The abnormal fear of childbearing known as tokophobia is different from the normal concerns some women may have about giving birth or being pregnant. The disorder can interfere with daily life, making it difficult to engage with others and disrupting regular sleep cycles.

Many women turn to self-management of the disease despite the fact that psychiatric treatment that concentrates on prior traumas can be helpful. Some people use numerous forms of contraception at once, such as mixing intrauterine devices with oral birth control, whereas others seek sterilisation.

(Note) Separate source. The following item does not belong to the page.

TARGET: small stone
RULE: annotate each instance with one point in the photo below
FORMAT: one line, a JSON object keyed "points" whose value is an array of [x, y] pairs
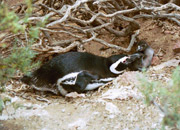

Leila Frodsham, MbChB, of King’s College London, who has studied tokophobia, says that some women have chosen to avoid having children by seeking abortions or even making suicide attempts.

The fear of childbirth has hardly ever been discussed in American literature, despite the fact that the problem has been researched abroad, particularly in Europe. A serious aversion to childbirth can be fostered, according to Lee Roosevelt, PhD, a nurse and midwife who is also a co-author of the study, if fear of the healthcare system is combined with worry about losing bodily autonomy. She has seen that clinicians frequently treat these people insensitively. The University of Michigan, Ann Arbor researchers’ 2016 study of 22 tokophobic women was one of the few scientific studies on the disease conducted in this country.

“I think some clinicians struggle to understand how much this condition affects women. There isn’t training in it, and I’d like to see it discussed more,” Frodsham says.

Tokophobia often manifests in two ways: first, in women who have never given birth, and second, in women who have already had a terrible birth experience.

Tokophobia was added to the International Classification of Diseases‘ list of diagnostic codes in 2018. However, the Diagnostic and Statistical Manual of Mental Disorders, which is used by doctors in the U.S. Without this classification, some medical professionals are more likely than others to identify tokophobia, according to Frodsham.

Frodsham claims to have treated hundreds of people who sought support for their pregnancy-related fears. Many of these ladies are unaware that they could be suffering from a mental health issue that would be helped by receiving therapy.

While medication is not necessary for tokophobia in women, they would benefit from other therapy including desensitisation, biobehavioral methods, or combinations of those. According to Roosevelt, having access to doulas, midwives, or therapists skilled in trauma counselling can give women a voice in their care.